His other neat 'trick' is to avoid the difficulties with the range of lambda, i.e. from zero to infinity, in PoisHigh and PoisLow. This he does by mapping lambda to another variable v, defined as v=lambda/(1+lambda+obs)   [obs = observed number of events, pz, or vz, etc. depending upon if you are looking at the VBA code or the fortran code]. When lambda =0, v=0, and when lambda = infinity, v=1; and when lambda = obs, v has some value between 0 and 1 (near 0.5 for large obs)  That makes the half interval search more well behaved, and once the routine has found a value for v which makes the appropriate sum of Poisson terms equal to say 0.025, then he can calculate lambda as (1 + obs ) * v/(1-v), as done in the code.

Original explanation is all due to Prof. Pezzullo, I have just interpreted his comments and filled in bits for my own future reference. Originally I could not figure out from any of the Poisson equations in the literature where v came from ! It was driving me crazy trying to manipulate the various Poisson equations to get a variable like v. But the answer was that it wasn't really from those Poisson equations. No it came as clever idea from Prof. Pezzullo ! 

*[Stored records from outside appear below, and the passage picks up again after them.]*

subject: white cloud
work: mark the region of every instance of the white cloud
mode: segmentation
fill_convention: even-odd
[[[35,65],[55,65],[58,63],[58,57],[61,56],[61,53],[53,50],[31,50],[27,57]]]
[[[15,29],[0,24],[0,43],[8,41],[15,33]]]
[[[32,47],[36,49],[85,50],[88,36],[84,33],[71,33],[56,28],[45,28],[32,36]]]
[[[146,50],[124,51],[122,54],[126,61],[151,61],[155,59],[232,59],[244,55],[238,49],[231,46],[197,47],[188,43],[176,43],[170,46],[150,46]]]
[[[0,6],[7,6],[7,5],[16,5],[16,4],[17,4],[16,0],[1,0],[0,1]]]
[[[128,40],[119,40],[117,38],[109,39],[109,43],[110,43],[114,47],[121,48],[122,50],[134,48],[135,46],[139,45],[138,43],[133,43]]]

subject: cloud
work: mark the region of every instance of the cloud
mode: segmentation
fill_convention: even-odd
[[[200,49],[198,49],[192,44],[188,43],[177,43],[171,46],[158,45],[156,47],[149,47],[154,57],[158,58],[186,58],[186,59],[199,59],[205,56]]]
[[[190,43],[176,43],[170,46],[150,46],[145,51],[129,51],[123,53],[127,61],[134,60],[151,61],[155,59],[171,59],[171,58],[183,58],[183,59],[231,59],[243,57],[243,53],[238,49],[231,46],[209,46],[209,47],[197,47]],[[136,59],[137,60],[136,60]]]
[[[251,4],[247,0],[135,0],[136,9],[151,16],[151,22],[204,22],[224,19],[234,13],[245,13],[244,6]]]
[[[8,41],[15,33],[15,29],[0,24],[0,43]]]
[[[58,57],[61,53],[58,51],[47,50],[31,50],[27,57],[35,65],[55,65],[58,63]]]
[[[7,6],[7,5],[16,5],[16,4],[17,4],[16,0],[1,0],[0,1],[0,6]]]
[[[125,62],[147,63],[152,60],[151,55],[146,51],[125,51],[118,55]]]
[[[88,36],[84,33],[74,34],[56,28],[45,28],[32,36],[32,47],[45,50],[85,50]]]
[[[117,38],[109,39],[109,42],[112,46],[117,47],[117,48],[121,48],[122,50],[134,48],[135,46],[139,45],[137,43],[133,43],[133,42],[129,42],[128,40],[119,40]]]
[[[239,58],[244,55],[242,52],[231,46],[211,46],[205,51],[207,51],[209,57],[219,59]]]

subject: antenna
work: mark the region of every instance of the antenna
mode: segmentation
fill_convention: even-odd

I guess a mathematician would have spotted this 'trick' and why it was being employed here more quickly, I was just thinking why ''v', where has that come from, which Poisson equation, (or the related Chi squared or exponential relationships).

Anyway there you have it.

Regards,

John

 ps And when the expression [see VBA version]  (1 + vz) * v/(1 - v),  or (1 + obs) * v/(1 - v) [my version] is sent from PoisHigh or PoisLow to the PoisP function or subroutine, he is actually sending lambda, as a bit of algebraic manipulation of  his mapping relationship v = lambda/(1 + lambda + obs), shows, making lambda the subject of the equation, gives as required, lambda = (1 + obs)*v/(1 - v). So unlike other cases of mathematical substitution nothing else has to be altered, e.g. like the limits in an integration when making a trigonometric substitution. The 'chopping/bisection' is in v, but the Poisson probablitity computations use lambda.

and Special thanks to Prof. Pezullo for his patience and help on this !!